The restriction can be written as $$2 \lvert A B \rvert \lt \lvert A C \rvert + \lvert C B \rvert$$ but note that the three points must still be collinear for the persons to meet. Without loss of generality, we can choose $A$ to be at origin, $B$ to be at $(b, 0)$ on the positive $x$ axis (so $b \gt 0$), and $C$ to be at $(c, 0)$ on the positive or negative $x$ axis. The restriction can now be written as $$2 b < \lvert c \rvert + \lvert b - c \rvert$$ There are two solutions to the restriction: $$c \lt -\frac{b}{2} \quad \text{or} \quad c \gt \frac{3 b}{2}$$

When $c \lt -\frac{b}{2}$, the faster walker will chase the slower walker, but never catch up. (When the faster walker is at $C$, the slower walker is already at least a quarter of the way from $A$ to $B$. When the faster walker is back at $A$, the slower walker is already over half the way from $A$ to $B$.)

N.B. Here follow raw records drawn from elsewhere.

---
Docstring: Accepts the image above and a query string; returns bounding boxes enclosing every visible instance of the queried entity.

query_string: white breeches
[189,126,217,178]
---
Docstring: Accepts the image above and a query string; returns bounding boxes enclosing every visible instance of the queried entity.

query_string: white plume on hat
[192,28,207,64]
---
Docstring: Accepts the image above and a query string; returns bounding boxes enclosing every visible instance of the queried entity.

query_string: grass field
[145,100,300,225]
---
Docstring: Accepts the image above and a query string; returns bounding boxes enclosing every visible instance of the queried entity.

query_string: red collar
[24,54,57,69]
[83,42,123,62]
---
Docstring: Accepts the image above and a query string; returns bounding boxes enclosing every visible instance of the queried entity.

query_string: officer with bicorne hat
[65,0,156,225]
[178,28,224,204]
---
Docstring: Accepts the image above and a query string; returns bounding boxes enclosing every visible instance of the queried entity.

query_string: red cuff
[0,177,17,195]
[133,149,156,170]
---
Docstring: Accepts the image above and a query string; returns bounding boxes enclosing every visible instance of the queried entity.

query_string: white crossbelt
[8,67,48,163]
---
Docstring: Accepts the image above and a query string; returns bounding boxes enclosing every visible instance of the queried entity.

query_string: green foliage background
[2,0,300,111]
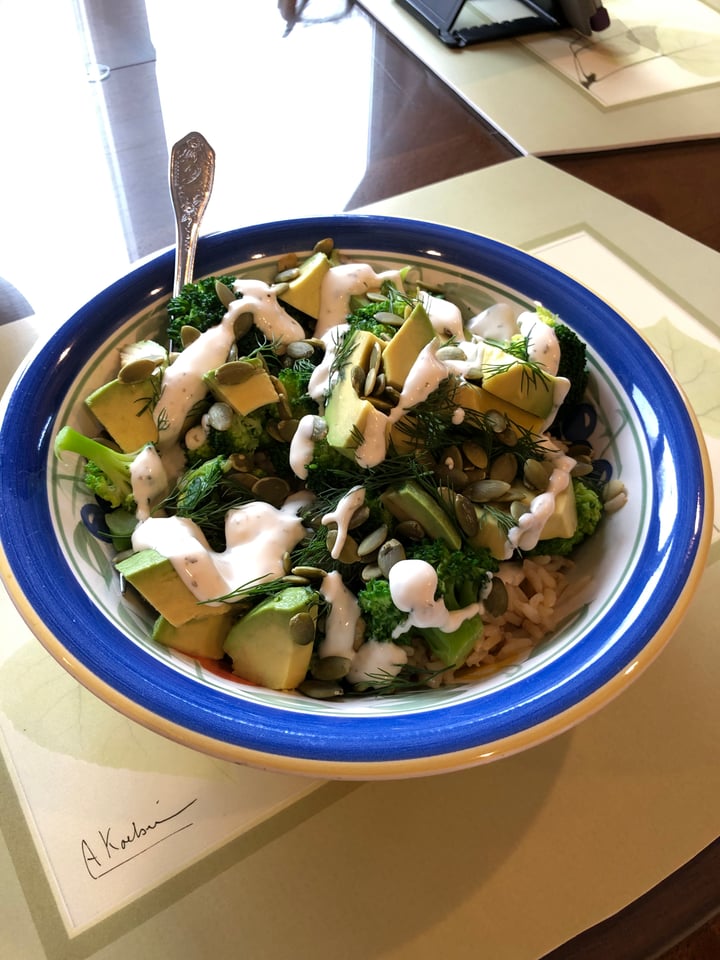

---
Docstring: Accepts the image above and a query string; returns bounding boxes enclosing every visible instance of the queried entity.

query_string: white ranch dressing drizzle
[517,310,560,376]
[320,486,365,560]
[308,323,350,406]
[318,570,360,660]
[347,639,407,687]
[130,443,170,521]
[226,279,305,347]
[289,413,317,480]
[418,290,465,340]
[507,447,577,559]
[132,501,305,603]
[387,338,450,424]
[468,303,518,340]
[388,560,482,638]
[315,263,403,337]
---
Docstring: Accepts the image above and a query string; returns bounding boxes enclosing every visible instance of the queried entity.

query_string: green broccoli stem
[54,427,140,496]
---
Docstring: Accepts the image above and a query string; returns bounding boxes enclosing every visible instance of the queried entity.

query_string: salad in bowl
[0,216,709,778]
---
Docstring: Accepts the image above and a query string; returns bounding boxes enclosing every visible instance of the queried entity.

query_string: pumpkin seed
[463,479,510,503]
[462,440,488,470]
[488,453,518,483]
[378,539,405,577]
[207,401,234,430]
[298,677,344,700]
[485,410,507,433]
[275,267,300,283]
[313,237,335,257]
[180,324,200,350]
[233,310,255,340]
[312,657,350,680]
[252,477,290,507]
[118,357,158,383]
[483,577,508,617]
[288,613,315,647]
[395,520,425,540]
[215,360,258,387]
[215,280,237,307]
[358,524,387,559]
[454,493,479,537]
[523,460,550,491]
[311,416,327,441]
[286,340,315,360]
[510,500,530,520]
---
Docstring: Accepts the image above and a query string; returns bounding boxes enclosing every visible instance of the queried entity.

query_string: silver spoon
[170,132,215,296]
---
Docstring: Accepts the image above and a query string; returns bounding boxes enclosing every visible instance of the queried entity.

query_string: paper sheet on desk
[0,233,720,948]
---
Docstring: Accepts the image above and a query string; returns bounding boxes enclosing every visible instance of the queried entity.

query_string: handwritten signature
[80,797,197,880]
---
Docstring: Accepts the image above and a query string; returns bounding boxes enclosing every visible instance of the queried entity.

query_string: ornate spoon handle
[170,132,215,295]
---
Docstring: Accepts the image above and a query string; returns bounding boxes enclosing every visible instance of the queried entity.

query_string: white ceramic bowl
[0,216,712,779]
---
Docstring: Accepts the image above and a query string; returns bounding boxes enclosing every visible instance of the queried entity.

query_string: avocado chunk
[380,480,461,550]
[382,303,435,390]
[468,505,515,560]
[152,612,233,660]
[278,251,331,320]
[454,382,545,434]
[203,357,278,417]
[224,587,318,690]
[85,378,158,453]
[418,615,483,667]
[116,550,229,627]
[481,346,557,420]
[324,330,383,450]
[513,483,577,540]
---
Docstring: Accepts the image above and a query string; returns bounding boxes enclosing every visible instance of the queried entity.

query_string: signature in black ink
[80,797,197,880]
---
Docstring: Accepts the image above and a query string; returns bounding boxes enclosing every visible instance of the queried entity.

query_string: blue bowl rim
[0,214,707,767]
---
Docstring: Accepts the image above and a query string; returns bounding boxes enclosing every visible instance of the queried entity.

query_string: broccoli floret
[277,360,318,420]
[528,477,603,557]
[305,440,363,495]
[55,427,147,511]
[357,577,407,643]
[167,277,234,350]
[537,307,588,406]
[346,284,411,340]
[407,540,498,610]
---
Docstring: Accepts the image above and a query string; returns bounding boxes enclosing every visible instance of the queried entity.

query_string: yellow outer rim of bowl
[0,388,714,780]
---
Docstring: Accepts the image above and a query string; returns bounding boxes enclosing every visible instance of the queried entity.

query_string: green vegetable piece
[85,379,158,453]
[325,330,383,450]
[224,587,318,690]
[279,251,331,320]
[380,480,461,550]
[55,427,146,511]
[116,550,229,627]
[418,615,483,667]
[383,303,435,390]
[481,346,557,419]
[203,357,278,416]
[152,611,233,660]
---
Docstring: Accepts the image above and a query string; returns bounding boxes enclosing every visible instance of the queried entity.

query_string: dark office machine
[398,0,610,47]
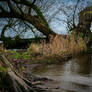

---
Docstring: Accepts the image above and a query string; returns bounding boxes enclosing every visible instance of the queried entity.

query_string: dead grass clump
[42,35,86,55]
[27,43,42,55]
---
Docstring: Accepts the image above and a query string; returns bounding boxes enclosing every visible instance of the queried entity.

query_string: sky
[2,0,90,38]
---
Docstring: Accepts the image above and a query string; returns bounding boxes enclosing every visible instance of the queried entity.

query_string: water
[33,53,92,92]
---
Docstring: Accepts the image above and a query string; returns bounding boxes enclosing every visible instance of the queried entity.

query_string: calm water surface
[33,53,92,92]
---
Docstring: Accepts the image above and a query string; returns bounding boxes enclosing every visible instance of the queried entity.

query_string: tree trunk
[0,55,42,92]
[72,6,92,40]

When $c \gt \frac{3 b}{2}$, the faster walker will walk initially in front of the slower walker, well past $B$. When the faster walker is at $C$, the slower walker is already at least three quarters of the way from $A$ to $B$. The two will then approach $B$ from opposite sides, and therefore will not meet before both arrive and stop at $B$.